ECLI:NL:HR:2008:BF3200
Hoge Raad
- Cassatie
- F.H. Koster
- J.P. Balkema
- W.M.E. Thomassen
- Rechtspraak.nl
Cassatie over redelijke termijn en niet-ontvankelijkheid Openbaar Ministerie
In deze zaak heeft de Hoge Raad op 16 december 2008 uitspraak gedaan in een cassatieprocedure tegen een arrest van het Gerechtshof te Amsterdam. Het beroep in cassatie was ingesteld door de Advocaat-Generaal bij het Hof, die een middel van cassatie had voorgesteld. De zaak betreft een strafzaak waarin de verdachte, geboren in 1975, betrokken was.

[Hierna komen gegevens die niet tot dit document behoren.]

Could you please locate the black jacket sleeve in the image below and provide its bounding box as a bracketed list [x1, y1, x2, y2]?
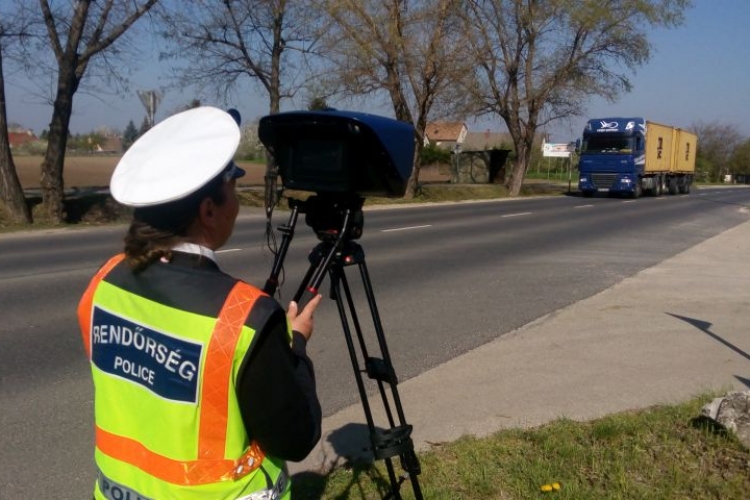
[237, 309, 322, 462]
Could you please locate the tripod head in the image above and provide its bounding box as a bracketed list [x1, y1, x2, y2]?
[297, 194, 365, 242]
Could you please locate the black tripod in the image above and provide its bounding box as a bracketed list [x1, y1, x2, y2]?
[264, 195, 423, 500]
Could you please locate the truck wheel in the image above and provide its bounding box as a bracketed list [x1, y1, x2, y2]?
[668, 177, 677, 194]
[632, 179, 643, 200]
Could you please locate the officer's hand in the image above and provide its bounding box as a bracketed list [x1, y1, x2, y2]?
[286, 294, 323, 340]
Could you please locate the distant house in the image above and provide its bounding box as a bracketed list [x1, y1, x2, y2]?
[463, 129, 513, 151]
[94, 134, 122, 154]
[8, 130, 38, 149]
[424, 122, 469, 150]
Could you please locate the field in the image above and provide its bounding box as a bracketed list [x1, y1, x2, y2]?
[13, 155, 265, 189]
[13, 155, 448, 189]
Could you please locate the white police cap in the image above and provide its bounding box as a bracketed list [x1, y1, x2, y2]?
[109, 106, 245, 207]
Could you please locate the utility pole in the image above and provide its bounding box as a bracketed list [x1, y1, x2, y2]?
[138, 90, 164, 128]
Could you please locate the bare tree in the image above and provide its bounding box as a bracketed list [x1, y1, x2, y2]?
[39, 0, 158, 224]
[0, 5, 32, 224]
[464, 0, 689, 196]
[318, 0, 465, 198]
[691, 121, 744, 182]
[164, 0, 317, 210]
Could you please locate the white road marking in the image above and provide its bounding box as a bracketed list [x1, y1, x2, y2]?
[381, 224, 432, 233]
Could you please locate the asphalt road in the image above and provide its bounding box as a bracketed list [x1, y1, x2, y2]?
[0, 187, 750, 499]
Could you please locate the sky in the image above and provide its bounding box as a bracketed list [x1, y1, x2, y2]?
[6, 0, 750, 142]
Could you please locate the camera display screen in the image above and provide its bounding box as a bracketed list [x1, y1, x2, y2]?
[258, 111, 414, 196]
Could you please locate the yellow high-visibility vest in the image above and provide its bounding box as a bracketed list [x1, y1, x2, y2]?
[78, 254, 290, 500]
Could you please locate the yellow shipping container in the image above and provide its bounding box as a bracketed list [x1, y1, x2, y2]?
[672, 128, 698, 174]
[644, 121, 675, 172]
[644, 121, 698, 173]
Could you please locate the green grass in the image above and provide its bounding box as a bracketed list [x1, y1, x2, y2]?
[294, 395, 750, 500]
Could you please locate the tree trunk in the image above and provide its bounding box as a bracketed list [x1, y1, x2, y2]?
[0, 50, 32, 224]
[41, 64, 78, 224]
[506, 144, 528, 196]
[404, 159, 422, 200]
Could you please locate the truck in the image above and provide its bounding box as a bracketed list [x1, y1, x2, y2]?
[577, 118, 698, 198]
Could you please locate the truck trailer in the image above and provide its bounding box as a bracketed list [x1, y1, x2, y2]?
[578, 118, 698, 198]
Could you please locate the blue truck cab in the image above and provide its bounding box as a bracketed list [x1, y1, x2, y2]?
[578, 118, 646, 197]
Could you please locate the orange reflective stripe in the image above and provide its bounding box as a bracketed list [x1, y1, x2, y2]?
[96, 427, 265, 485]
[96, 282, 265, 485]
[198, 281, 263, 459]
[78, 253, 125, 359]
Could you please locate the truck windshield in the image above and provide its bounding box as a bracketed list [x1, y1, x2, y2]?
[581, 135, 635, 153]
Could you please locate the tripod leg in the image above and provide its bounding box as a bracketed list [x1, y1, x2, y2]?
[329, 252, 422, 500]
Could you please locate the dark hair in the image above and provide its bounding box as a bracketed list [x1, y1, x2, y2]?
[124, 175, 227, 272]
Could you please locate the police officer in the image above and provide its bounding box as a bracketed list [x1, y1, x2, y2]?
[78, 107, 321, 500]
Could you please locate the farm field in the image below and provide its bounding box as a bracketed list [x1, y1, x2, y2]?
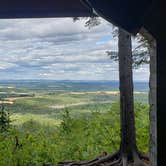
[0, 80, 149, 166]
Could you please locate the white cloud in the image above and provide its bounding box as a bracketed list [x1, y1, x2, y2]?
[0, 18, 149, 80]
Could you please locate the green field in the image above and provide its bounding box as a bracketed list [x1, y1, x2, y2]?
[0, 82, 149, 166]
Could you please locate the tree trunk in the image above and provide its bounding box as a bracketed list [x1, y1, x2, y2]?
[149, 39, 157, 166]
[118, 28, 137, 159]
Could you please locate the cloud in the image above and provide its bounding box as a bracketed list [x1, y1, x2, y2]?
[0, 18, 149, 80]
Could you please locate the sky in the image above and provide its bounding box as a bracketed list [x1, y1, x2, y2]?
[0, 18, 149, 81]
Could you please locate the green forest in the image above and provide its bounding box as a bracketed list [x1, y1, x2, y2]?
[0, 82, 149, 166]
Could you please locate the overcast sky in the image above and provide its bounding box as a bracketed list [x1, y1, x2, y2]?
[0, 18, 149, 80]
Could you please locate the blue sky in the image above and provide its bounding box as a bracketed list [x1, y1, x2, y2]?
[0, 18, 149, 80]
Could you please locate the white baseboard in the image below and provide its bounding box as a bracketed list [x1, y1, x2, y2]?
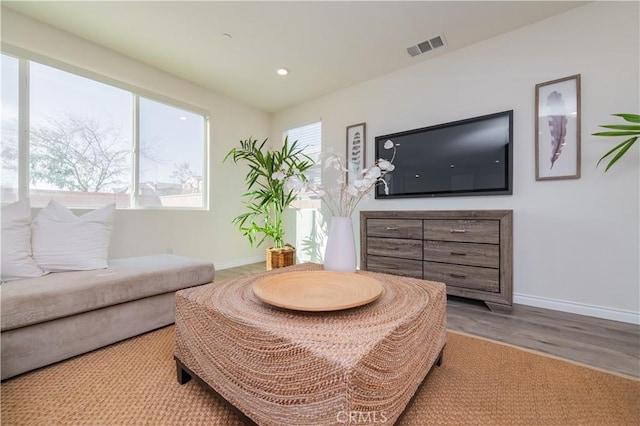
[513, 294, 640, 325]
[214, 256, 267, 271]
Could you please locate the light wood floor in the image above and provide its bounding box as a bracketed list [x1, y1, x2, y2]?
[215, 263, 640, 377]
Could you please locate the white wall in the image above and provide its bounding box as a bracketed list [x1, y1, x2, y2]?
[2, 8, 270, 268]
[272, 2, 640, 323]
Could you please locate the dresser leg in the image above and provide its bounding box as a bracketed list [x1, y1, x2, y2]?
[484, 301, 512, 314]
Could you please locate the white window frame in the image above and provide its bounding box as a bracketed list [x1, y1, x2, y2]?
[1, 43, 211, 210]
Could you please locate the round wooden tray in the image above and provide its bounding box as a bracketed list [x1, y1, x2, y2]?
[253, 271, 383, 312]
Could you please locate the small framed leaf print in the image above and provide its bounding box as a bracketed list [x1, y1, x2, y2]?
[535, 74, 580, 180]
[346, 123, 367, 181]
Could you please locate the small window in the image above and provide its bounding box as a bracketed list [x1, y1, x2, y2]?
[285, 121, 322, 209]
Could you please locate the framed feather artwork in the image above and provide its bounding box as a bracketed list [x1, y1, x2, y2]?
[535, 74, 580, 180]
[347, 123, 367, 182]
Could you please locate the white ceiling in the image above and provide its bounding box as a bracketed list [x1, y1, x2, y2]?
[2, 1, 587, 112]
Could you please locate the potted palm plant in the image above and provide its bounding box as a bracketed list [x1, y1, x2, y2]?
[223, 138, 314, 270]
[593, 114, 640, 172]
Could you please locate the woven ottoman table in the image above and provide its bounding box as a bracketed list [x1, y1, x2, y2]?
[175, 264, 446, 426]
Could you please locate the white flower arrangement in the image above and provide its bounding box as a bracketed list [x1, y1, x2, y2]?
[309, 140, 396, 217]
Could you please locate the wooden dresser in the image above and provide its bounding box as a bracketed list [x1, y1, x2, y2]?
[360, 210, 513, 312]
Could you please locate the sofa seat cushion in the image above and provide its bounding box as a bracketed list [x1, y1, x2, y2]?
[0, 254, 215, 331]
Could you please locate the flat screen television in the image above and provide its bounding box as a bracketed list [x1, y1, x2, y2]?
[375, 110, 513, 199]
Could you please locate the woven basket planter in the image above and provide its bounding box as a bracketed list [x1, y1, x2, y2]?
[267, 244, 296, 271]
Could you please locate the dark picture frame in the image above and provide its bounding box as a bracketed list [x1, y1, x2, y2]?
[535, 74, 580, 180]
[345, 123, 367, 182]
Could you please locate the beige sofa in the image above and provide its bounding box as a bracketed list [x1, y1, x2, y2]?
[0, 255, 215, 380]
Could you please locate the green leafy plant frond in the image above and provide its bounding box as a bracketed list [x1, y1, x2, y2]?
[223, 138, 314, 248]
[593, 114, 640, 172]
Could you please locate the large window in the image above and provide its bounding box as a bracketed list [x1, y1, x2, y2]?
[2, 54, 208, 208]
[0, 55, 19, 203]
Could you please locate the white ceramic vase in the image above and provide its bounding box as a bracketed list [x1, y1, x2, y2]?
[324, 217, 356, 272]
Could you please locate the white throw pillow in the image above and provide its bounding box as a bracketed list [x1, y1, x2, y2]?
[1, 198, 45, 281]
[31, 200, 115, 272]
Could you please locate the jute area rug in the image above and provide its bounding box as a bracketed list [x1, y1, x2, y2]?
[1, 326, 640, 426]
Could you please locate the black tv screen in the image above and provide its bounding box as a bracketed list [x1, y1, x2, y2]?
[375, 110, 513, 198]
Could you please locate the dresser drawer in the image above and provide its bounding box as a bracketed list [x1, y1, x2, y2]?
[367, 256, 422, 278]
[367, 219, 422, 240]
[424, 240, 500, 268]
[423, 262, 500, 293]
[424, 219, 500, 244]
[367, 237, 422, 260]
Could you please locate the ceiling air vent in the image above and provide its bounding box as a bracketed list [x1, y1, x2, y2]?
[407, 34, 446, 57]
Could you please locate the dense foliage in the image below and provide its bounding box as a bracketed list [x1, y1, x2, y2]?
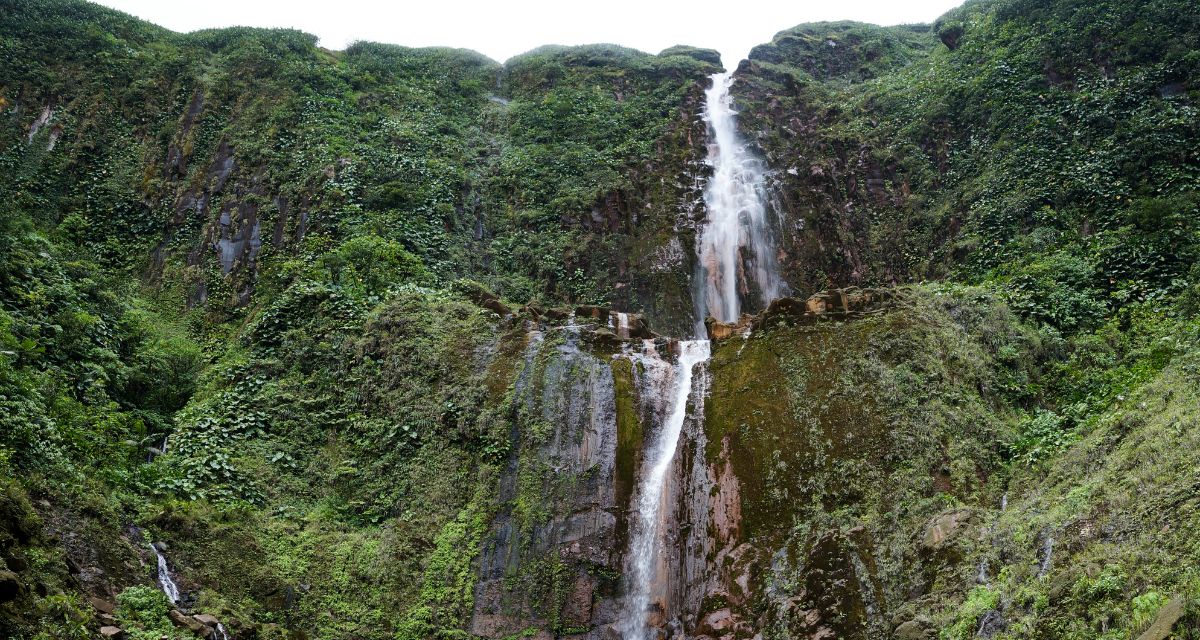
[0, 0, 1200, 640]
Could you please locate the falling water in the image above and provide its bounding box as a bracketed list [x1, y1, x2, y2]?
[695, 72, 786, 330]
[619, 66, 786, 640]
[622, 340, 708, 640]
[150, 544, 179, 604]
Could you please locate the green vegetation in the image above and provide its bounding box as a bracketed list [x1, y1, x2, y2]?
[0, 0, 1200, 640]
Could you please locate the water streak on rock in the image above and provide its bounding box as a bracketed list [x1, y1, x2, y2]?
[692, 72, 786, 335]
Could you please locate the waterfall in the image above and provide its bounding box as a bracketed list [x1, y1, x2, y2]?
[617, 67, 787, 640]
[150, 544, 179, 604]
[620, 340, 708, 640]
[694, 72, 787, 331]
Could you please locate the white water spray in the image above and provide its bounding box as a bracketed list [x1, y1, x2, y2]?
[150, 544, 179, 604]
[695, 72, 786, 331]
[620, 340, 709, 640]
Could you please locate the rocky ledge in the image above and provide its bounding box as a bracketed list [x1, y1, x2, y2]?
[704, 287, 906, 341]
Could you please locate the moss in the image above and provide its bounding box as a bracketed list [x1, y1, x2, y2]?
[610, 358, 643, 549]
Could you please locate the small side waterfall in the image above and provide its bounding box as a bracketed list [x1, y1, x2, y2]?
[692, 72, 786, 331]
[620, 340, 708, 640]
[150, 544, 179, 604]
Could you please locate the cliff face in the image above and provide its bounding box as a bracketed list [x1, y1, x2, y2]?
[0, 0, 1200, 640]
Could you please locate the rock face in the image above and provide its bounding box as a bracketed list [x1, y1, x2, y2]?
[470, 327, 619, 638]
[704, 287, 905, 341]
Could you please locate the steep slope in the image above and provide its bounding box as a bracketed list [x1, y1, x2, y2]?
[0, 0, 1200, 640]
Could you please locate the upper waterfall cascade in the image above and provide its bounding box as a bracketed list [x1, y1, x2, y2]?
[692, 72, 786, 331]
[619, 73, 786, 640]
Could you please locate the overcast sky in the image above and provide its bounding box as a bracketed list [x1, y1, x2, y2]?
[91, 0, 961, 65]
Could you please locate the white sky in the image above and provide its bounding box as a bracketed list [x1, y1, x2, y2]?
[91, 0, 961, 65]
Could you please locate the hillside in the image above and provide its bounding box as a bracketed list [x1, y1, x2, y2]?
[0, 0, 1200, 640]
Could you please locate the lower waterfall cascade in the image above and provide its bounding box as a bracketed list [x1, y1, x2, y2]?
[618, 64, 787, 640]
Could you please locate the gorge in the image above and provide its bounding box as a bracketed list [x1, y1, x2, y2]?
[0, 0, 1200, 640]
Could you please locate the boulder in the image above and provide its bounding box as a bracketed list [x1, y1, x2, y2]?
[920, 509, 973, 551]
[563, 575, 595, 627]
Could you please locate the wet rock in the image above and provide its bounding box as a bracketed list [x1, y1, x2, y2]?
[920, 509, 973, 551]
[696, 608, 734, 635]
[167, 609, 212, 638]
[1138, 596, 1184, 640]
[88, 597, 116, 614]
[563, 575, 595, 626]
[895, 617, 937, 640]
[976, 609, 1008, 638]
[704, 315, 751, 341]
[0, 572, 25, 603]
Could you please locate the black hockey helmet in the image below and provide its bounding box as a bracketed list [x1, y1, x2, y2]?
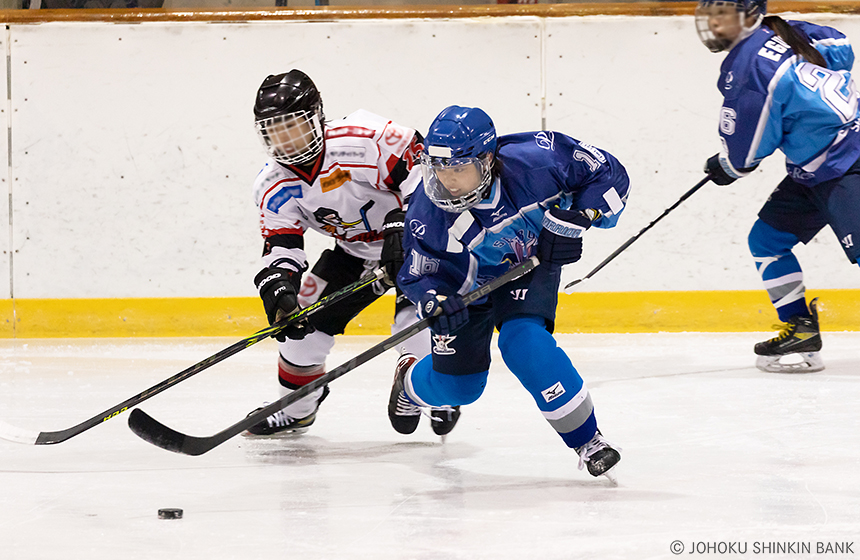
[254, 70, 325, 165]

De kern van het geschil was de vraag of het Gerechtshof terecht had geoordeeld dat de overschrijding van de redelijke termijn, zoals bedoeld in artikel 6, eerste lid, van het Europees Verdrag voor de Rechten van de Mens (EVRM), leidde tot de niet-ontvankelijkheid van het Openbaar Ministerie in de vervolging. De Hoge Raad oordeelde dat het Hof deze beslissing ten onrechte had genomen en dat de overschrijding van de redelijke termijn niet automatisch leidt tot niet-ontvankelijkheid van het Openbaar Ministerie. De Hoge Raad vernietigde de bestreden uitspraak en wees de zaak terug naar het Gerechtshof te Amsterdam, zodat de zaak op het bestaande hoger beroep opnieuw kan worden berecht en afgedaan. Dit arrest is van belang voor de rechtspraktijk, omdat het verduidelijkt dat de overschrijding van de redelijke termijn niet zonder meer tot niet-ontvankelijkheid van het Openbaar Ministerie leidt, en dat een zorgvuldige motivering van dergelijke beslissingen vereist is.